Nothing
## ----include = FALSE----------------------------------------------------------
knitr::opts_chunk$set(
collapse = TRUE,
comment = "#>"
)
## -----------------------------------------------------------------------------
library(regressinator)
linear_pop <- population(
x1 = predictor(rnorm, mean = 4, sd = 10),
x2 = predictor(runif, min = 0, max = 10),
y = response(
0.7 + 2.2 * x1 - 0.2 * x2, # relationship between X and Y
family = gaussian(), # link function and response distribution
error_scale = 1.5 # errors are scaled by this amount
)
)
## -----------------------------------------------------------------------------
logistic_pop <- population(
x1 = predictor(rnorm, mean = 0, sd = 10),
x2 = predictor(runif, min = 0, max = 10),
y = response(0.7 + 2.2 * x1 - 0.2 * x2,
family = binomial(link = "logit"))
)
## -----------------------------------------------------------------------------
heteroskedastic_pop <- population(
x1 = predictor(rnorm, mean = 5, sd = 4),
x2 = predictor(runif, min = 0, max = 10),
y = response(
4 + 2 * x1 - 3 * x2, # relationship between X and Y
family = ols_with_error(rnorm), # distribution of the errors
error_scale = 0.5 + x2 / 10 # errors depend on x2
)
)
## -----------------------------------------------------------------------------
heavy_tail_pop <- population(
x1 = predictor(rnorm, mean = 5, sd = 4),
x2 = predictor(runif, min = 0, max = 10),
y = response(
4 + 2 * x1 - 3 * x2, # relationship between X and Y
family = ols_with_error(rt, df = 3), # distribution of the errors
error_scale = 1.0 # errors are multiplied by this scale factor
)
)
## -----------------------------------------------------------------------------
# 40% of draws have lambda = 0, the rest have lambda given by the inverse link
zeroinfpois <- function(ys) {
n <- length(ys)
rpois(n, lambda = ys * rbinom(n, 1, prob = 0.4))
}
pop <- population(
x1 = predictor(rnorm, mean = 2, sd = 2),
y = response(
0.7 + 0.8 * x1,
family = custom_family(zeroinfpois, exp)
)
)
## -----------------------------------------------------------------------------
# default is equally likely levels
rfactor(5, c("foo", "bar", "baz"))
# but probabilities per level can be specified
rfactor(5, c("foo", "bar", "baz"), c(0.4, 0.3, 0.3))

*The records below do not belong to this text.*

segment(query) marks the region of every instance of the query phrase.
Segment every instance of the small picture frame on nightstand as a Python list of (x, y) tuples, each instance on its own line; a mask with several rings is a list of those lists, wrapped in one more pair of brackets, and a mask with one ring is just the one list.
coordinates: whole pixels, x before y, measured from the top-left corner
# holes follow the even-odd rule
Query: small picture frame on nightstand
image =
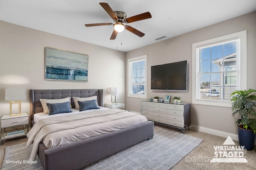
[(170, 102), (170, 98), (171, 98), (170, 94), (166, 94), (165, 98), (164, 98), (164, 102)]

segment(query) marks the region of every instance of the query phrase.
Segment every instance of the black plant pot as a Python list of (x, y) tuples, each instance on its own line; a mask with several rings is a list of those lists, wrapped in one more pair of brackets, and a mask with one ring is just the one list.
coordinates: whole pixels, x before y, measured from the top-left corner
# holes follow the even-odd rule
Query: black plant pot
[(252, 130), (246, 130), (238, 127), (238, 140), (240, 146), (244, 146), (247, 150), (252, 150), (254, 148), (256, 133)]

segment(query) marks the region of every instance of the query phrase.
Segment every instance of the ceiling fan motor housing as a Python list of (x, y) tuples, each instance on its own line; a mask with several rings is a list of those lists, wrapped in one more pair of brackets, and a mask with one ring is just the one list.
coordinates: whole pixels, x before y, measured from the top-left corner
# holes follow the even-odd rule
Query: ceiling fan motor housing
[(124, 20), (126, 18), (127, 15), (126, 13), (122, 11), (116, 11), (115, 12), (115, 14), (118, 18), (118, 20), (114, 19), (115, 22), (120, 22), (123, 23), (124, 22)]

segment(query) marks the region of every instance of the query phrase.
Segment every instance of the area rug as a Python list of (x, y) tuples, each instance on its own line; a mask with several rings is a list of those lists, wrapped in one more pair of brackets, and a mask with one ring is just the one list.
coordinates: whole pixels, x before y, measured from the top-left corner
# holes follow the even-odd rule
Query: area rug
[[(142, 141), (82, 169), (169, 170), (203, 141), (178, 132), (155, 126), (152, 139)], [(26, 145), (6, 147), (2, 170), (42, 169), (38, 157), (36, 164), (26, 162), (32, 148), (30, 146), (28, 149)]]

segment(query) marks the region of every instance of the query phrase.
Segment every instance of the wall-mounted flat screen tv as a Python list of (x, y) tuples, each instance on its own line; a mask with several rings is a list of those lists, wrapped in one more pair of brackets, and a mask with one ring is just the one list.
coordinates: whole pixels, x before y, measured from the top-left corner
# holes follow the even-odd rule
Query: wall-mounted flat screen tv
[(186, 91), (187, 61), (151, 66), (151, 90)]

## -----------------------------------------------------------------------------
intercepts <- c("foo" = 2, "bar" = 30, "baz" = 7)
factor_intercept_pop <- population(
group = predictor(rfactor,
levels = c("foo", "bar", "baz"),
prob = c(0.1, 0.6, 0.3)),
x = predictor(runif, min = 0, max = 10),
y = response(by_level(group, intercepts) + 0.3 * x,
error_scale = 1.5)
)
## -----------------------------------------------------------------------------
slopes <- c("foo" = 2, "bar" = 30, "baz" = 7)

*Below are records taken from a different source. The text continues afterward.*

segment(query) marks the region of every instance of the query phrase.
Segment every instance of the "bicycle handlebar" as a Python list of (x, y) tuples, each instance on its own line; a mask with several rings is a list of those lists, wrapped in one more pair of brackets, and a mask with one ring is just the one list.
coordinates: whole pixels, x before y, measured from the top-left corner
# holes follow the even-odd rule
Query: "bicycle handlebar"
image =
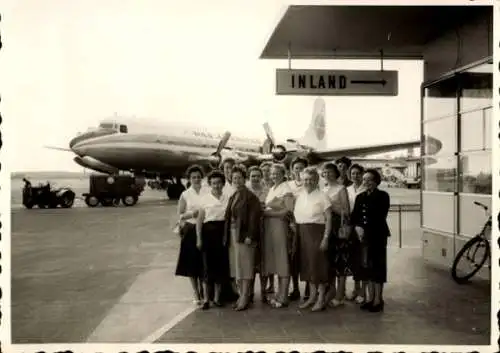
[(482, 207), (482, 208), (484, 208), (485, 210), (488, 210), (488, 206), (486, 206), (486, 205), (482, 204), (481, 202), (474, 201), (474, 205), (479, 206), (479, 207)]

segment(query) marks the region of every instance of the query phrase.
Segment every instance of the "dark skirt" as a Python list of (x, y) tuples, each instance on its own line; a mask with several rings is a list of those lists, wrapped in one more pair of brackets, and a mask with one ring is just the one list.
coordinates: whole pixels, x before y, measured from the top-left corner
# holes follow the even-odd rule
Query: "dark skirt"
[(177, 259), (176, 276), (202, 277), (203, 259), (200, 250), (196, 247), (196, 226), (185, 223), (180, 229), (181, 247)]
[(203, 279), (220, 283), (229, 277), (227, 249), (223, 245), (224, 221), (204, 223), (201, 236)]
[[(387, 238), (380, 236), (371, 236), (365, 230), (366, 244), (364, 245), (362, 255), (360, 277), (365, 281), (375, 283), (387, 282)], [(364, 258), (363, 258), (364, 257)]]
[(297, 225), (300, 243), (300, 280), (314, 284), (327, 284), (330, 279), (328, 254), (320, 250), (325, 232), (324, 224)]
[(331, 276), (352, 276), (356, 261), (356, 241), (355, 234), (351, 234), (347, 239), (338, 237), (341, 218), (332, 213), (332, 233), (328, 246), (328, 258), (330, 261)]

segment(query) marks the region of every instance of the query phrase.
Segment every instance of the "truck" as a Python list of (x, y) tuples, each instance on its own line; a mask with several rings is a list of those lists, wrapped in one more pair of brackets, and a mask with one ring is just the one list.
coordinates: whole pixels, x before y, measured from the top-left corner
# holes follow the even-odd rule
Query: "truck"
[(144, 183), (131, 175), (93, 174), (89, 179), (89, 192), (84, 193), (85, 204), (96, 206), (134, 206), (144, 190)]

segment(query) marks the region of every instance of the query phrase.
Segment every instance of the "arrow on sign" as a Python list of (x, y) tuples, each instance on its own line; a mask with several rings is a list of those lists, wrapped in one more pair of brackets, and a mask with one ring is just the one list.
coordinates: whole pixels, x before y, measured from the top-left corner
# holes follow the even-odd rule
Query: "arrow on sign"
[(360, 85), (382, 85), (382, 86), (385, 86), (387, 81), (386, 80), (351, 80), (351, 83), (360, 84)]

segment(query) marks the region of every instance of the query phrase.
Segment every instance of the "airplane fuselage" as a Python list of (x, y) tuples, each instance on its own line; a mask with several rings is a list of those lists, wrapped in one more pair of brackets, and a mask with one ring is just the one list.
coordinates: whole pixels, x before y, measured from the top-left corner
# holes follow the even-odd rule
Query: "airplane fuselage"
[[(207, 156), (214, 153), (222, 138), (222, 133), (214, 133), (206, 129), (164, 125), (141, 128), (127, 124), (127, 128), (119, 129), (99, 136), (103, 129), (109, 129), (101, 123), (99, 129), (88, 132), (88, 138), (79, 137), (70, 144), (82, 166), (100, 170), (99, 163), (118, 170), (147, 171), (180, 177), (192, 164), (207, 165)], [(160, 131), (161, 130), (161, 131)], [(109, 130), (107, 130), (109, 131)], [(231, 136), (221, 157), (232, 157), (236, 160), (258, 157), (262, 153), (262, 142), (258, 139)], [(77, 158), (78, 158), (77, 157)]]

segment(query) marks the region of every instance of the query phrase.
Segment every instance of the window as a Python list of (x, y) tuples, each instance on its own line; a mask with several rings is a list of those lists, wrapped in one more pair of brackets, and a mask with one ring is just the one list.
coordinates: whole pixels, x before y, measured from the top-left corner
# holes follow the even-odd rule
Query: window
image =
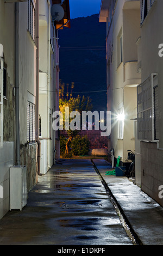
[(49, 138), (52, 138), (52, 115), (49, 114)]
[(0, 57), (0, 148), (3, 147), (3, 59)]
[(155, 1), (155, 0), (141, 0), (141, 25), (142, 24)]
[(158, 76), (152, 74), (137, 87), (137, 137), (154, 142), (159, 140)]
[(3, 97), (7, 98), (7, 70), (3, 68)]
[(34, 0), (28, 0), (28, 30), (35, 41), (35, 9)]
[(39, 136), (41, 136), (41, 116), (39, 115)]
[(117, 38), (117, 66), (123, 62), (123, 35), (121, 28)]
[(107, 65), (107, 86), (110, 84), (110, 60)]
[(124, 126), (124, 108), (121, 107), (118, 110), (118, 139), (123, 139), (123, 126)]
[(35, 141), (35, 105), (27, 101), (27, 141)]

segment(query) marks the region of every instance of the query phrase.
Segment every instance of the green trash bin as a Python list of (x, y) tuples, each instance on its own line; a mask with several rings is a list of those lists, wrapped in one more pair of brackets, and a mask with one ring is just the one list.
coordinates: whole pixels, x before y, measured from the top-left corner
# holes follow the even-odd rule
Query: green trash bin
[(124, 176), (126, 172), (126, 167), (121, 167), (115, 168), (116, 176), (117, 177), (122, 177)]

factor_slope_pop <- population(
group = predictor(rfactor,
levels = c("foo", "bar", "baz"),
prob = c(0.1, 0.6, 0.3)),
x = predictor(runif, min = 0, max = 10),
y = response(7 + by_level(group, slopes) * x,
error_scale = 1.5)
)
## -----------------------------------------------------------------------------
linear_samp <- sample_y(sample_x(linear_pop, n = 10))
## -----------------------------------------------------------------------------
logistic_pop |>
sample_x(n = 10) |>
sample_y()
## -----------------------------------------------------------------------------
fit <- lm(y ~ x1 + x2, data = linear_samp)

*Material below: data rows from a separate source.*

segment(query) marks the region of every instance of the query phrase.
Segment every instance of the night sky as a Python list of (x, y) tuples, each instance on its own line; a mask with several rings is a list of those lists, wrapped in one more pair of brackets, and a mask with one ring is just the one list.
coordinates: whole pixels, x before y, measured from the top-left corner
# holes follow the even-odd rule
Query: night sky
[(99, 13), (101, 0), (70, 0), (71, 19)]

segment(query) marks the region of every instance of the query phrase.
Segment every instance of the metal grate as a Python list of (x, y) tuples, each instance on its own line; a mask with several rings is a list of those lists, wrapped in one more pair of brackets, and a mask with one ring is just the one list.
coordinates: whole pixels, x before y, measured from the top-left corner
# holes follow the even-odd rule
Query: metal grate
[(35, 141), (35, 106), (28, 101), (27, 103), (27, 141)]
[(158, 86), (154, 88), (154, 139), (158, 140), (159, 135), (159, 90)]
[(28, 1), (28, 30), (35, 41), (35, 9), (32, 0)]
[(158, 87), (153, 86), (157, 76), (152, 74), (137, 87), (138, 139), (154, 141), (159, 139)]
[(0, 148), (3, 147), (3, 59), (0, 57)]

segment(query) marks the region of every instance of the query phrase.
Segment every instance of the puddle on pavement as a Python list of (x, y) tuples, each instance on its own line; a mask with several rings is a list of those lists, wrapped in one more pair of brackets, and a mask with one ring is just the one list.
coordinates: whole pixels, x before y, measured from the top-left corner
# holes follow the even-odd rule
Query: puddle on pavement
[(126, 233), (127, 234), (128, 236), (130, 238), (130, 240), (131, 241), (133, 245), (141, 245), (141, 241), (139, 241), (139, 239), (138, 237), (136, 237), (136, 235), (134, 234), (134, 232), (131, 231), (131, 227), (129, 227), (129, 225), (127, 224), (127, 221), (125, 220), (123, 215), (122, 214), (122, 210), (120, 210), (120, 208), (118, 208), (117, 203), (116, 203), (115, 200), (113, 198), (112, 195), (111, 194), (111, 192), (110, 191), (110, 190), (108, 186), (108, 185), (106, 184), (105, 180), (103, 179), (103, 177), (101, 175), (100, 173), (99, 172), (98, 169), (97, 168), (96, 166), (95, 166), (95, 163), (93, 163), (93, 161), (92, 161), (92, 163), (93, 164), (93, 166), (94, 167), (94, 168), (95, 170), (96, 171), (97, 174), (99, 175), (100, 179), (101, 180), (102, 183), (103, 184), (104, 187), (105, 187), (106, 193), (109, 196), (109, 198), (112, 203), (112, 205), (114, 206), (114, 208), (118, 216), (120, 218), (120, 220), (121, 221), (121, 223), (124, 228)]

## -----------------------------------------------------------------------------
fit <- lm(linear_samp$y ~ linear_samp$x1 + linear_samp$x2)
## ----fig.width=4, fig.height=4------------------------------------------------
library(broom)
nonlinear_pop <- population(
x1 = predictor(runif, min = 1, max = 8),
x2 = predictor(runif, min = 0, max = 10),
y = response(0.7 + x1**2 - x2, family = gaussian(),
error_scale = 4.0)
)
nonlinear_data <- nonlinear_pop |>
sample_x(n = 100) |>
sample_y()
nonlinear_fit <- lm(y ~ x1 + x2, data = nonlinear_data)
# to see the kind of information we get from an augmented fit
augment(nonlinear_fit)
library(ggplot2)
ggplot(augment(nonlinear_fit),
aes(x = .fitted, y = .resid)) +
geom_point() +
labs(x = "Fitted value", y = "Residual")
## ----fig.height=4-------------------------------------------------------------
ggplot(augment_longer(nonlinear_fit),
aes(x = .predictor_value, y = .resid)) +
geom_point() +
facet_wrap(vars(.predictor_name), scales = "free") +
labs(x = "Predictor value", y = "Residual")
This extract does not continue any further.